Shawn Moody flies an experimental aircraft over Gorham on Friday, May 18, 2012. Moody and his friend John Pompeo have been flying the experimental aircraft for 20 years. Moody is looking to move the grass landing strip behind his Gorham home in order to gain a longer runway.
Gregory Rec/Staff Photographer:
"Nobody asked, and I didn't offer it," Moody said into a headset over the rumble of the two-seat Flightstar experimental aircraft he was piloting about 1,500 feet over his hometown.
It's no secret around Gorham that Moody, founder and president of Moody's Collision Centers, and a group of his buddies get up in the air whenever they can. Neighbors out on their lawns wave when they see the small planes passing, and some even keep landing strips on their property for the pilots to use.
"Landing and taking off is the most exciting part," said Moody, explaining why the pilots like having various runways where they can practice.
He has one on his property on Elkins Road, but after a look at it, he said, "you're going to question my intelligence."
The landing strip leads directly toward his house.
Moody recently got approval from the Federal Aviation Administration -- a process that took about a year -- to build a longer runway off to the side of the house. It will be one of about 150 private landing strips that criss-cross Maine, according to the FAA.
Like a couple of other local men, Moody, 52, and his friend John Pompeo, 43, got into the sport after seeing another friend's father, Steve Berry, flying ultralight aircraft around town.
"I was the instigator," said Berry, 68, who took up flying about 40 years ago after seeing a television program about a 70-year-old pilot.
Twenty-three years ago, Berry suffered serious injuries in a crash, and his nephew, who was with him, decided to give up flying.
Moody bought his ultralight.
Pieces of material cut from T-shirts bear Moody's and Pompeo's names and a date -- Aug. 27, 1989.
The material is from the shirts they wore that day, when each pilot made his first solo flight. The mementos hang, framed, in a hangar at Pompeo's house in Buxton, where they keep the two planes they share.
In addition to the Flightstar, they fly a two-seat SeaRey, known as an amphibious plane because it can land on water.
Experimental aircraft are a step up from ultralights, many of which don't require a license to fly. Moody and Pompeo got their pilots' licenses in the '90s after taking lessons at the airport in Biddeford. That was around the same time they got the two planes they fly now.

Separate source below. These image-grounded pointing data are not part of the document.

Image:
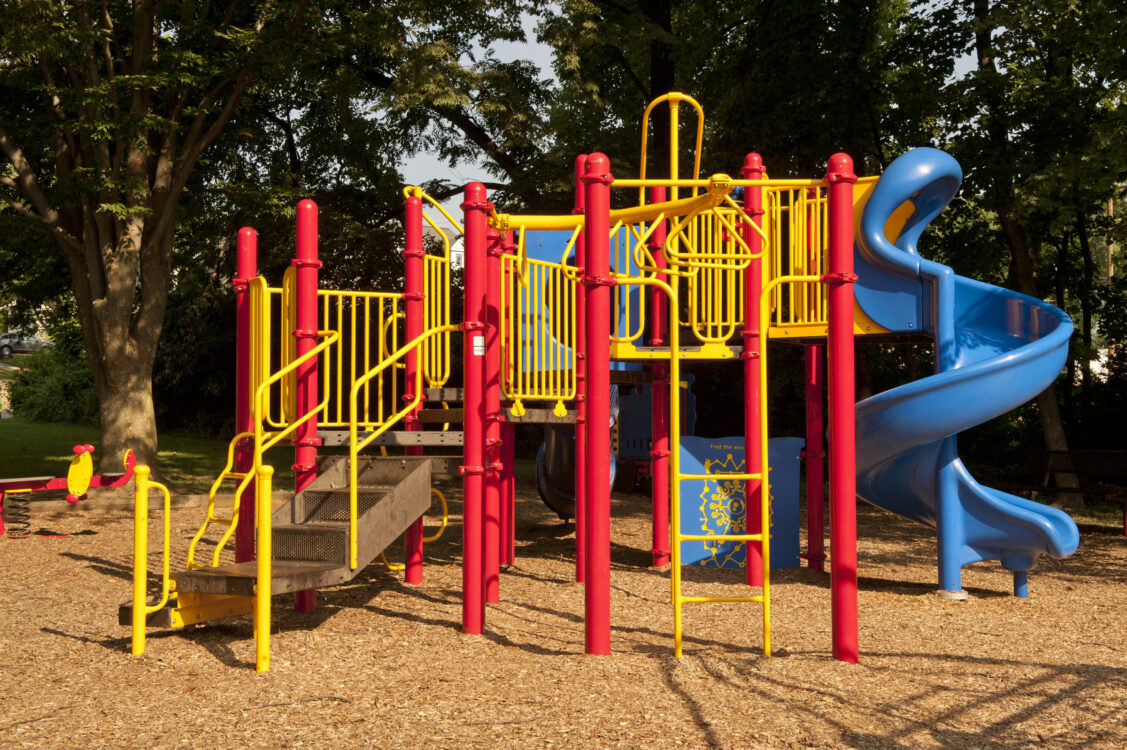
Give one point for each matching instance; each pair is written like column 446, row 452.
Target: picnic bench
column 1102, row 474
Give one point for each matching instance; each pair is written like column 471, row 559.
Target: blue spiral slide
column 994, row 351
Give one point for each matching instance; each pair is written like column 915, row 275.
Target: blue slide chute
column 994, row 351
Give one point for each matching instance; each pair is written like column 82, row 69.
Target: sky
column 425, row 166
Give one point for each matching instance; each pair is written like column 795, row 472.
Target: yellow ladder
column 764, row 537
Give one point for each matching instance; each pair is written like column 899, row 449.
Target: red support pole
column 508, row 494
column 243, row 409
column 508, row 446
column 473, row 398
column 597, row 349
column 842, row 412
column 659, row 399
column 305, row 440
column 580, row 377
column 493, row 417
column 815, row 448
column 414, row 324
column 815, row 470
column 753, row 285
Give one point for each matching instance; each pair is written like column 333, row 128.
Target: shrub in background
column 55, row 384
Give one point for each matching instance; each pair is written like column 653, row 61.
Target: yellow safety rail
column 263, row 441
column 356, row 444
column 798, row 221
column 365, row 323
column 141, row 608
column 538, row 329
column 264, row 557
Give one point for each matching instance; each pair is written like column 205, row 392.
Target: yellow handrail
column 228, row 473
column 355, row 447
column 264, row 556
column 141, row 609
column 260, row 446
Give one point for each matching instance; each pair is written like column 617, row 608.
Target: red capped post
column 597, row 181
column 493, row 520
column 243, row 409
column 815, row 450
column 659, row 396
column 842, row 412
column 414, row 325
column 305, row 441
column 580, row 380
column 753, row 439
column 476, row 209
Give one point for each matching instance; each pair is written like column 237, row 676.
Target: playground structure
column 682, row 273
column 79, row 478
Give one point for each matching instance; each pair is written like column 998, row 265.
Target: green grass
column 187, row 465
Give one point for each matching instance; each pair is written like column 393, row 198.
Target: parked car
column 14, row 343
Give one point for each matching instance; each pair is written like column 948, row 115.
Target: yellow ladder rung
column 717, row 477
column 720, row 537
column 692, row 600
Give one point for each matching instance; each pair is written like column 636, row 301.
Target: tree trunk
column 1086, row 281
column 662, row 81
column 1002, row 194
column 127, row 417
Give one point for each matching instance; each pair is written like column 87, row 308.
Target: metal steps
column 310, row 532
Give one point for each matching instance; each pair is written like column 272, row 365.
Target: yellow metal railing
column 141, row 608
column 365, row 324
column 538, row 329
column 798, row 221
column 356, row 444
column 263, row 441
column 436, row 355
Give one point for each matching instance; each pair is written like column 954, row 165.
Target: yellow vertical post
column 140, row 554
column 265, row 485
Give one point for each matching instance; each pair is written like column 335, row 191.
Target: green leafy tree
column 105, row 112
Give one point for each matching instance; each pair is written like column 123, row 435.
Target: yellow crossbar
column 693, row 600
column 721, row 537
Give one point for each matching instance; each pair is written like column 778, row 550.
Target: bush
column 55, row 384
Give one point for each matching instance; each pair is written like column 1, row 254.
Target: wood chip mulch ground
column 381, row 664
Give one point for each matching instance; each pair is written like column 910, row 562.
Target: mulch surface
column 383, row 664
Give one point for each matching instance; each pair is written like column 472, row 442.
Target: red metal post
column 580, row 377
column 243, row 409
column 814, row 453
column 597, row 349
column 753, row 284
column 659, row 399
column 508, row 444
column 842, row 412
column 508, row 494
column 305, row 440
column 414, row 324
column 815, row 448
column 493, row 416
column 473, row 398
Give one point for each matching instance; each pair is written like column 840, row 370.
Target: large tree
column 105, row 112
column 113, row 113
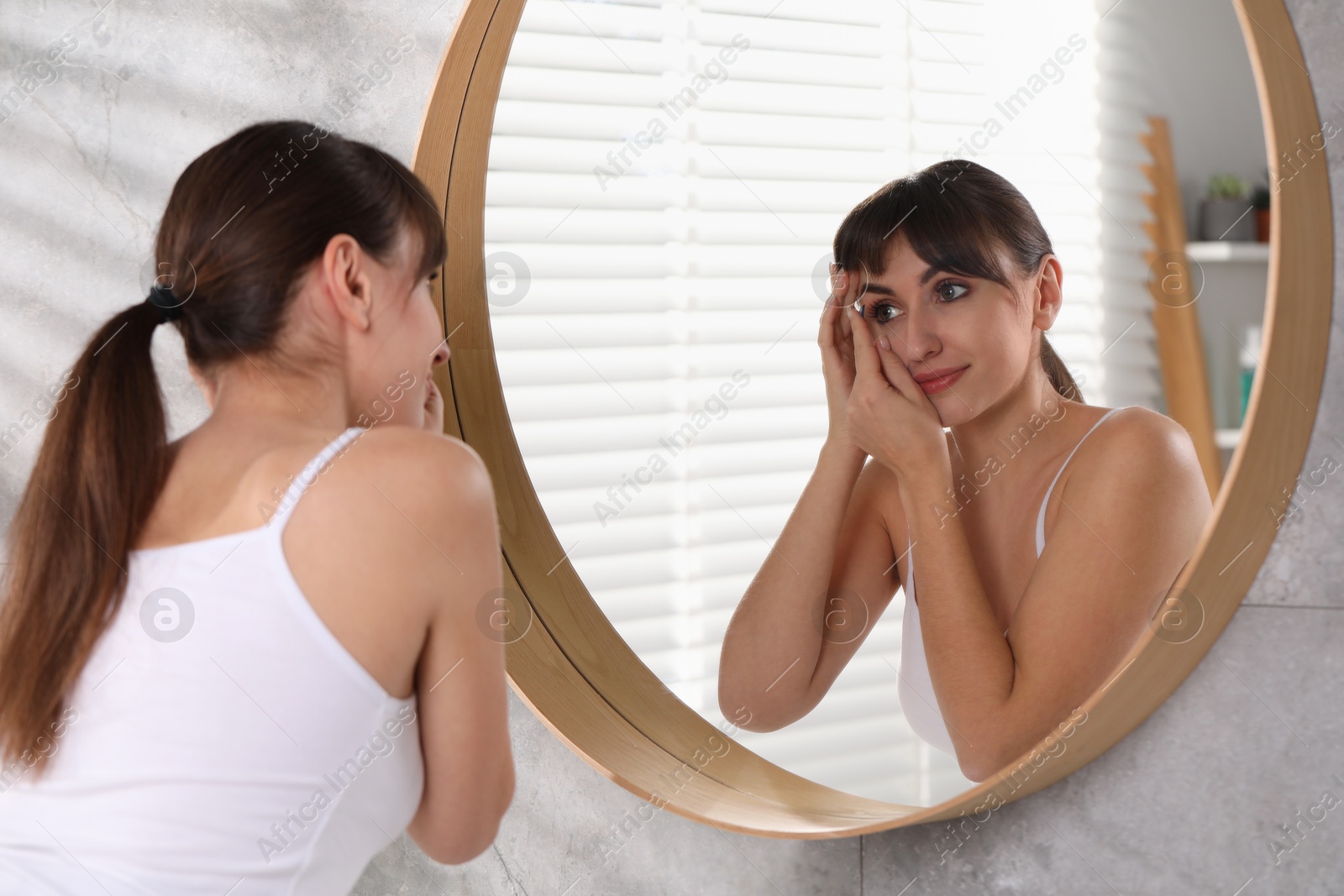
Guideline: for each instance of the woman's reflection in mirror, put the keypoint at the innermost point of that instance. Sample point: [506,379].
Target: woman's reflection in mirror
[960,450]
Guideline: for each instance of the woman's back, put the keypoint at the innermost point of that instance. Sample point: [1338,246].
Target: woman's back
[201,698]
[219,739]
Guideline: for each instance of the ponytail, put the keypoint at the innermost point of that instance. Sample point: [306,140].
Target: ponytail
[1058,374]
[98,473]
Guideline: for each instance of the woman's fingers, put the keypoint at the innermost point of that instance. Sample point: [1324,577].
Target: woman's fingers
[866,363]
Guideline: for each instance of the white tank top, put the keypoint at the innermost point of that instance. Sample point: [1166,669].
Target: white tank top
[918,701]
[219,739]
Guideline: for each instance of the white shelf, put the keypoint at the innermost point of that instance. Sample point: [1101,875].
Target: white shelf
[1227,251]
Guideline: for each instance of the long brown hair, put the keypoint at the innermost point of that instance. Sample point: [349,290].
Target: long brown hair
[956,214]
[244,222]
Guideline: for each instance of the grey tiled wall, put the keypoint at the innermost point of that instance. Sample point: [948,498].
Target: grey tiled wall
[1187,804]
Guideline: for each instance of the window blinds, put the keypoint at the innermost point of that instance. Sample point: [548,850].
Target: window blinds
[664,183]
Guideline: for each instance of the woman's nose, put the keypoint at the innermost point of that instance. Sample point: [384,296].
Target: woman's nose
[918,338]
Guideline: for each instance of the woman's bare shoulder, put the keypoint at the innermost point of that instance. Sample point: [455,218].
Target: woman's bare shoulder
[1142,457]
[423,468]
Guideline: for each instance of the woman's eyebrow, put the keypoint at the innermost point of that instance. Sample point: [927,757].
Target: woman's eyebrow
[886,291]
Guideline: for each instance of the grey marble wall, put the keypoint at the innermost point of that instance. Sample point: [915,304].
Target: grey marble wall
[1189,802]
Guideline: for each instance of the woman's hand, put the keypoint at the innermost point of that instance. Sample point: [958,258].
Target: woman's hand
[433,418]
[887,414]
[837,345]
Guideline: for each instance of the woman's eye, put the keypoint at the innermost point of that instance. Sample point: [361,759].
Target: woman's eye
[951,285]
[885,313]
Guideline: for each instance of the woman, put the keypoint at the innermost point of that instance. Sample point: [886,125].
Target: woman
[219,672]
[1041,553]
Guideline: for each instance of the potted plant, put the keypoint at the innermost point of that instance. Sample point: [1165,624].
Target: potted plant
[1225,214]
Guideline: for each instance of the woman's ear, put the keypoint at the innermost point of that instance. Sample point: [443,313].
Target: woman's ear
[344,278]
[1048,293]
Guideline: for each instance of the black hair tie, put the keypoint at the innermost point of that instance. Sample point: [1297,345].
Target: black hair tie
[167,304]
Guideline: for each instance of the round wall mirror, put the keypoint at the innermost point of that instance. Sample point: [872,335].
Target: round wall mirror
[642,202]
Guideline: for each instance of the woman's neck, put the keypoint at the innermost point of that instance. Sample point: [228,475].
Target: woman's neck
[1026,423]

Both planes weigh about 450 pounds and have weight limits of about 900 pounds. They're about 20 feet long with 32-foot wingspans. Their engines, the 114-horsepower Rotax 914, can also by found in drones used by the military, Moody said.
Moody, who ran as an independent in Maine's 2010 gubernatorial race, said flying is a great sport for people who are self-employed, as he and Pompeo are. Pompeo owns Pompeo Sand and Gravel. Because they make their own hours, they can take advantage of good flying weather whenever it comes.
Plus, it's a good way for the businessmen to unwind.
"You're so focused on flying, you kind of forget about everything else," Moody said. "For me, it's relaxing."
It's also Moody's favorite way to see the state. Passing over Gorham on a sunny morning this month, he flew over his flagship body shop, with what looked like toy cars arranged in perfect lines.
He passed by his house, and his wife, Christina, waved from the yard.
Looking out across a sea of green trees toward the ocean, he pointed out National Semiconductor in South Portland and the smokestack of the Sappi paper mill in Westbrook.
"Isn't that something? This is southern Maine right here," he said.
What strikes Moody most about the view is how much of the area is still undeveloped - something one might not think, driving on its busy roads.
"Everything looks so different from the air. That's the biggest thing," Moody said. "You really see it for what it is."